Evidence type: Insight i
Qualitative research is more exploratory, and uses a range of methods like interviews, focus groups and observation to gain a deeper understanding about specific issues - such as people’s experiences, behaviours and attitudes.
Quantitative research uses statistical or numerical analysis of survey data to answer questions about how much, how many, how often or to what extent particular characteristics are seen in a population. It is often used to look at changes over time and can identify relationships between characteristics like people’s attitudes and behaviours.
Previous research has shown that as young people approach adulthood, skills-based learning relevant to the independent financial lives they will soon be embarking on is essential. This is to enable them to enter adulthood with the skills and mindsets they need to make informed financial decisions and achieve their goals. Young people’s skills and behaviour at age 16 have been proven to be linked to their financial wellbeing in later life, and many of the indicators of vulnerability that can lead to poor financial capability as a young adult are stronger at the age of 16-17 than earlier ages.
Previous research has also shown that many young people approaching independence do not have the skills, attitudes, and behaviours to enable them to make the most of their money. For example, almost one-in-five young people have no bank account at all, and almost 6-in-10 14-17 year olds could not read a pay slip correctly. However, there remain significant gaps in our understanding regarding how financial education and building financial capability as a child or young person links to financial capability as an adult.

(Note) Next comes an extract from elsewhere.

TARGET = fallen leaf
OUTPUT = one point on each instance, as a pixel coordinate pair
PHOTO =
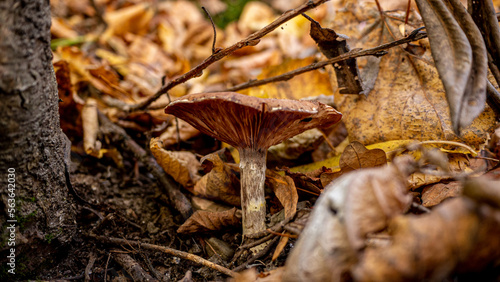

This 2019 report from the Money and Pensions Service (MaPS) outlines the key indicators found to have a link to the financial capability of young people who have recently transitioned into adulthood. It is based on statistical analysis of 397 people aged between 18 and 20 years old, along with their parents or carers. The young people also completed three annual surveys on their financial capability starting when they were aged between 15 and 17. This report looks at the relationship between the young person’s scores on several components of financial capability, and elements of their financial capability when they reached young adulthood..
Links between child financial capability and young adult outcomes
The report found that components of financial capability during childhood had an impact on financial capability when the young person reached adulthood.
Links between parental financial capability and young adult outcomes
The report found that the young person’s parent or carer’s behaviour and attitudes also had an impact on the young person’s financial capability when they reached adulthood.